If you haven't already tried these, check out this cool work that is NMSU is doing in their Media Productions and Learning Game Lab:

Math Snacks

Math Snacks are short animations and mini-games designed to help learners "get it". Each snack presents a mathematical concept, particularly those addressed in grades 6, 7 and 8. Ideal for use in a classroom or on your own, they can even be placed on mobile devices for "homework". The accompanying print materials can assist learners in applying their conceptual understanding to math problems. Math Snacks were developed by NMSU's Media Productions and tested in the Learning Game Lab

Science Pirates

Science Pirates: The Curse of Brownbeard is a 3D educational computer game that communicates food safety knowledge in an environment of scientific exploration. The USDA awarded NMSU a grant to develop interactive games that help mid-school youth learn about food safety procedures, such as hand washing, cooking food to the proper temperature, keeping raw meat and cooked food separate, and washing surfaces. NMSU's Media Productions unit has a strong history in developing food safety materials, including an effective games site for younger children in 3rd - 5th grades, "The Food Detectives Fight BAC!(r)".

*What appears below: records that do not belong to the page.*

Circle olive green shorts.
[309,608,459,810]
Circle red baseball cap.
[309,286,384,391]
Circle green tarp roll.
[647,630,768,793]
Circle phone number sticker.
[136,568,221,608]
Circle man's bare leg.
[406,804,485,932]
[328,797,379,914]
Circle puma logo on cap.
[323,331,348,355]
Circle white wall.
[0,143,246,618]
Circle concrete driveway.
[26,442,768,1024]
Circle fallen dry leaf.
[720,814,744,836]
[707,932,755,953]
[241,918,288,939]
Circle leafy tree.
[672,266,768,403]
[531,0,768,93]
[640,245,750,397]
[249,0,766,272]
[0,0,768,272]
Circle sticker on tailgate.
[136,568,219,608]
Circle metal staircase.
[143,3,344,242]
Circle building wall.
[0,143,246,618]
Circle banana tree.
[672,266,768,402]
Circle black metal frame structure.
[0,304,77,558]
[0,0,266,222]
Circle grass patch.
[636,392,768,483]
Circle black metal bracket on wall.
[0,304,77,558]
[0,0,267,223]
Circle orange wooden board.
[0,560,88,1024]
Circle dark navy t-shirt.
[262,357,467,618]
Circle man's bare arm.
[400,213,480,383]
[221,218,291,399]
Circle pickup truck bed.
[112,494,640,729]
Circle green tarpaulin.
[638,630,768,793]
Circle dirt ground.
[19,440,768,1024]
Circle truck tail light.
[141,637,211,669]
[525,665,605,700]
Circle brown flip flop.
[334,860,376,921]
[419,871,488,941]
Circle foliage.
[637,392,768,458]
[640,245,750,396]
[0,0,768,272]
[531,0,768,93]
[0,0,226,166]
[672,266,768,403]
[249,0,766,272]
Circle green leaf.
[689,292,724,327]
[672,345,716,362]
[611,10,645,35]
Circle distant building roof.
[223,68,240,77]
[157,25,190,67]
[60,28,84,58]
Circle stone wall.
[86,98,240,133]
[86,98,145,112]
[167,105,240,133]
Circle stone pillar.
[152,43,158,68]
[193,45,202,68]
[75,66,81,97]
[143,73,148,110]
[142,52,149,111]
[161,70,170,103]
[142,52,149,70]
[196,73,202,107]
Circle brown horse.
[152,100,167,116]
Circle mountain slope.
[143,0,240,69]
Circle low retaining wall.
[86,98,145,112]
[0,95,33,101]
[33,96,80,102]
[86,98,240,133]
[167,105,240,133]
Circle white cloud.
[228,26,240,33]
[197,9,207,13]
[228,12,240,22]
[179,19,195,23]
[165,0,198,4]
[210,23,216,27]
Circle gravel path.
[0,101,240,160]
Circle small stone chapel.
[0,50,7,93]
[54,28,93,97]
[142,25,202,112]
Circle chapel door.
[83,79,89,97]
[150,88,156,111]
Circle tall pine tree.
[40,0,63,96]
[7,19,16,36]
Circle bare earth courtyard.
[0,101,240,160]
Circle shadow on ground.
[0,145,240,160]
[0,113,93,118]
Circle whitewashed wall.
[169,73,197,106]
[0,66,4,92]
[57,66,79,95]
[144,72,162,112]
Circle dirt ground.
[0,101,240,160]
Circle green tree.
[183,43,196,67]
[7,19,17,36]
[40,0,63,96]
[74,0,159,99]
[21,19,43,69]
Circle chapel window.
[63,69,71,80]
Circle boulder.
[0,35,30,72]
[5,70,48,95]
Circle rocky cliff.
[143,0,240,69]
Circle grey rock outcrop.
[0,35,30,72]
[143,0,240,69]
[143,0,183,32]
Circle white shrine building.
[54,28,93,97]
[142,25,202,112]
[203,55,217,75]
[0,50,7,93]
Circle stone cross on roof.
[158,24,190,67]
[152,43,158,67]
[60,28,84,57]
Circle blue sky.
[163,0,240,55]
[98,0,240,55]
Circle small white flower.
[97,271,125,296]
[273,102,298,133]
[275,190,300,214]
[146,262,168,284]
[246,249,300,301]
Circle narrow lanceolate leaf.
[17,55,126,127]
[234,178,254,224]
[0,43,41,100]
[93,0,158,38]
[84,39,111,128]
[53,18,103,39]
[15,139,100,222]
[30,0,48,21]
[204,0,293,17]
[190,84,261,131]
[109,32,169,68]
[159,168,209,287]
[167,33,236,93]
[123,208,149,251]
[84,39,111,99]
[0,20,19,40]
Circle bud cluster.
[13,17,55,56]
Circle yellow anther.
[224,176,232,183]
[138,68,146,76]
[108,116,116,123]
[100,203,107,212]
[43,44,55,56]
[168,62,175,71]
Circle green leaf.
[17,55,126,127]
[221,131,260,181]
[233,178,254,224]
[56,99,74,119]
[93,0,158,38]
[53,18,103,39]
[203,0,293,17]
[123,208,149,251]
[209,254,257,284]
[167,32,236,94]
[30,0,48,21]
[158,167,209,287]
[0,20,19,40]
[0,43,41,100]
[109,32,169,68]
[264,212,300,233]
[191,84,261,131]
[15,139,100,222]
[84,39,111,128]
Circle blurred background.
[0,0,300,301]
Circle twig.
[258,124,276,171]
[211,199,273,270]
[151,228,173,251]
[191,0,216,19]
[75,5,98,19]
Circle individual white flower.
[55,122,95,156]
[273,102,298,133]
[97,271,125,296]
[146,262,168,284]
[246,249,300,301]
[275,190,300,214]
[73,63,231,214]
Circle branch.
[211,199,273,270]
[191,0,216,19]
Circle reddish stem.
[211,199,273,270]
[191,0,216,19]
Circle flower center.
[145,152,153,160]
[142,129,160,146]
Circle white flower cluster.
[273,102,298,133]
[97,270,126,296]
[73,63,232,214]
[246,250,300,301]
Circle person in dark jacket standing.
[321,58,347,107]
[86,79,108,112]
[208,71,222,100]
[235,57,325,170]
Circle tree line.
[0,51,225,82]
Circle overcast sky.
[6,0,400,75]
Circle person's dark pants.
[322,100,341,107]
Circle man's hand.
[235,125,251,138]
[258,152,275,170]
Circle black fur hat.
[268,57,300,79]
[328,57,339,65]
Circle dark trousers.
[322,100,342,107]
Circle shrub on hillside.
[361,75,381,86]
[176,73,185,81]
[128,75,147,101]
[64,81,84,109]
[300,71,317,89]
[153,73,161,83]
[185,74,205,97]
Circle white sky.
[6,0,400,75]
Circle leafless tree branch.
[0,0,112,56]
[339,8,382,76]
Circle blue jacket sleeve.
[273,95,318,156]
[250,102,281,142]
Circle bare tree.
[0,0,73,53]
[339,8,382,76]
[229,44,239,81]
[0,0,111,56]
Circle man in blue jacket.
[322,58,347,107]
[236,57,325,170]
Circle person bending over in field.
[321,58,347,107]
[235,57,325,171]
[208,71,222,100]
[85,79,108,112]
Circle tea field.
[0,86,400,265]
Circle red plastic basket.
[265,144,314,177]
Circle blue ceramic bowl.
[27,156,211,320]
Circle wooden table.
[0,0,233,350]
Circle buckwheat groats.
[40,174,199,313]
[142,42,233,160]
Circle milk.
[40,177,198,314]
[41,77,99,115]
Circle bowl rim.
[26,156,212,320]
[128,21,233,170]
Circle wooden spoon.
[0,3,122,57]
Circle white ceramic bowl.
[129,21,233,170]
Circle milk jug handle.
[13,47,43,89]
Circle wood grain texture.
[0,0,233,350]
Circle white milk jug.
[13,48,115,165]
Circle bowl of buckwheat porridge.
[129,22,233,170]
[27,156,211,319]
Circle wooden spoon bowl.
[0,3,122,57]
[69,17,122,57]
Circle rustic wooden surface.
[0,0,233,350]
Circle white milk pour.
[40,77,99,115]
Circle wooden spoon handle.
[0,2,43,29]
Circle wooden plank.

Original game design called for online gaming simulations through which youth would design their own experiments, draw conclusions and make recommendations in all areas of food safety. However, early testing of prototypes revealed the lack of experience youth have in conducting experiment design, and the instructional challenge of preparing students to adequately perform this important science process. Thus, the educational goal of Pirate Science shifted from one of understanding food safety issues through science processes, to one of understanding science processes to better change food safety behavior. That meant the educational focus became more centered on scientific understanding and processes, with the end result being a game that leads students through science processes as recommended through national science standards, while giving gamers a culminating activity of experiment design to lead them to better understanding of hand washing.